A few weeks ago, Alma Quiñónez and her 10-year-old son protested in front of the Long Beach courthouse. (Jacqueline García / La Opinion)
Photo: (Jacqueline García / La Opinion) / Impremedia
Just two months after California’s moratorium on evictions expired and as COVID-19 infections spike amid the omicron variant, activists and tenant advocates report an increase in eviction cases.
This is happening even in places like the city and county of Los Angeles, which have protections to prevent families from being left without a roof to sleep on.
Organizations like the Alliance of Californians for Community Empowerment (ACCE) indicated that they have noticed the significant increase through their hotline and legal clinics that run where tenants arrive with eviction notices, illegal lockouts and harassment.
ACCE Los Angeles (ACCE LA) serves nearly 100 tenants weekly and has seen a significant increase in three-day eviction notices.

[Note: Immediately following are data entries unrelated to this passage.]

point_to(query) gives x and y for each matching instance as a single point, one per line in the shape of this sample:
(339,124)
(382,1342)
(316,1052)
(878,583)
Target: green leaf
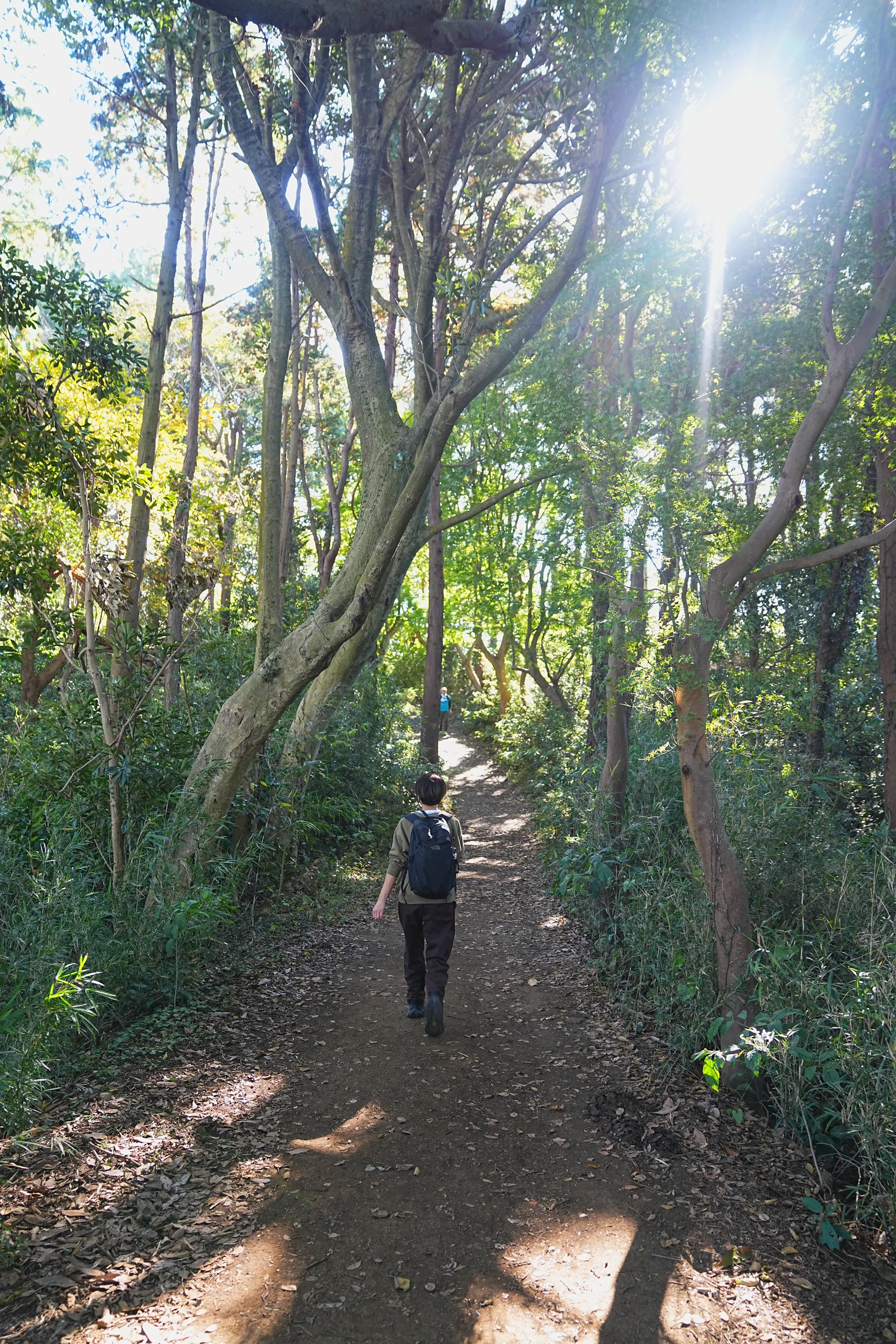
(711,1073)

Joe Delgado, director of ACCE LA, said the organization has seen more than 180 illegal lockouts in Los Angeles alone during the month of October, indicating that evictions are taking place beyond ACCE’s reach.
This was the recent case of Alma Quiñónez, a mother who lived with her 10-year-old son in Wilmington, south of Los Angeles.

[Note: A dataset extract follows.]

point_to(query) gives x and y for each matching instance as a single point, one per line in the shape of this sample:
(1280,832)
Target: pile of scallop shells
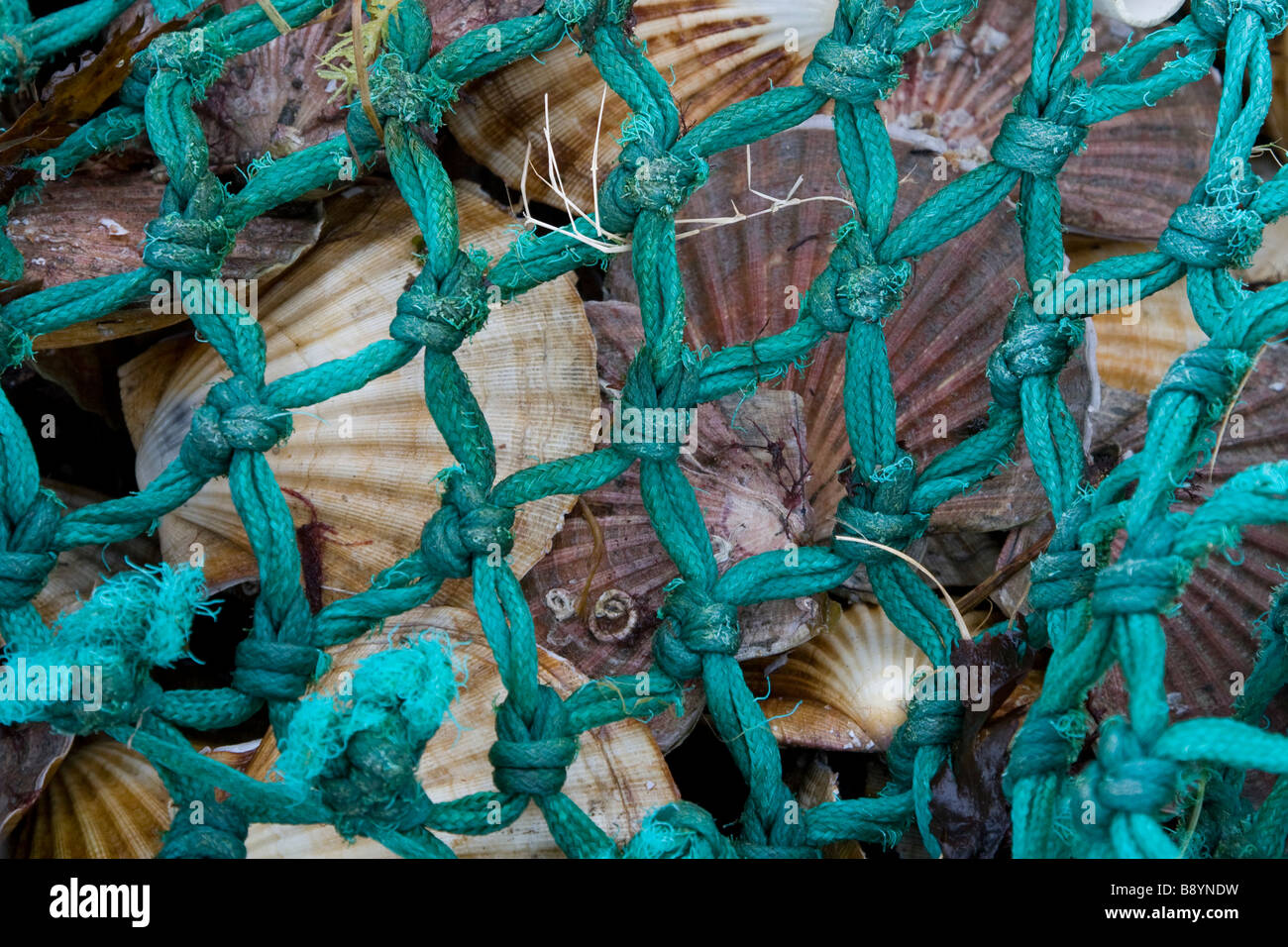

After more than a year of fights and court orders during the pandemic, the owner of the apartments where Quiñones lived refused to accept rent payments and sought to evict her even though she had a pending application for covid-19 rental assistance.

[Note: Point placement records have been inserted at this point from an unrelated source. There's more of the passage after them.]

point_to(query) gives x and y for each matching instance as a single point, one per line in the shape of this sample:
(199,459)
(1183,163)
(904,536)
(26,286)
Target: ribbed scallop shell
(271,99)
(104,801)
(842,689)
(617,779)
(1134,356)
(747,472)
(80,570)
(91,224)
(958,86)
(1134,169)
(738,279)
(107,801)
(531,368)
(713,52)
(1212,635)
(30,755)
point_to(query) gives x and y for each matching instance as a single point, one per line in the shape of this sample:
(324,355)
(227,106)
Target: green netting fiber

Evictions for non-payment of rent are illegal under the current Los Angeles eviction moratorium.
In November 2021, the sheriff came knocking on Quiñónez’s door to evict her and her son in a matter of minutes.
The eviction was so quick that Quiñónez left his machine that he uses to breathe at night, which is detrimental to his health. Days later, he appeared in court to defend himself and the judge ruled in his favor. However, this Tuesday he tried to return to his home and they changed the door knobs and he could not enter.
“I only saw that there is a tree lying there, but I don’t know if my things are still inside or if they have already been thrown away,” said Quiñónez, who arrived accompanied to the home of an ACCE organizer and a representative of councilman Joe Buscaino, from the district 15 which includes Wilmington.
Delgado said that if a landlord is breaking the law and is doing it in front of a city official or representative, there is a serious problem.
“The problem is that the city council and the mayor have to make sure that there is availability so that the housing department can get involved,” Delgado said.
The solutions
ACCE and other California housing organizations urge Governor Gavin Newsom and the state legislature to take swift action that includes reinstating the eviction ban in the pandemic, except for those necessary for the health and safety of tenants.
In addition, they ask the governor to close the loopholes in the state’s Just Cause law AB 1482, which allows landlords to end leases by falsely claiming “substantial rehabilitation.”
Delgado explained that harassment towards tenants must be stopped. For this, the amendments to the Anti-harassment of tenants Ordinance approved in August in the city of Los Angeles must be reinforced.
This includes financing access to justice. Currently only tenants with more money, who are very few, can access a lawyer.
Delgado said that it should be made clear that if a tenant suffers from landlord harassment, it is the landlord who must pay the attorney’s fees.
Currently it is not specified who will pay, and therefore the lawyers do not want to take the cases of the tenants for fear of not receiving their pay.
He also said that the ordinance must be made retroactive to at least April 2020, which is when the pandemic began and accelerated the sudden change of owners.
“So there has to be some retroactive activity to hold the owner accountable, who started harassing,” Delgado said.
Lastly, he stated that low- and very-low-income housing must be built at a faster rate.
“We are just not doing it. There are many homes out there at the moment that are already built and that could be incorporated into land trusts or incorporated into a social housing program for a non-profit organization, ”he stressed.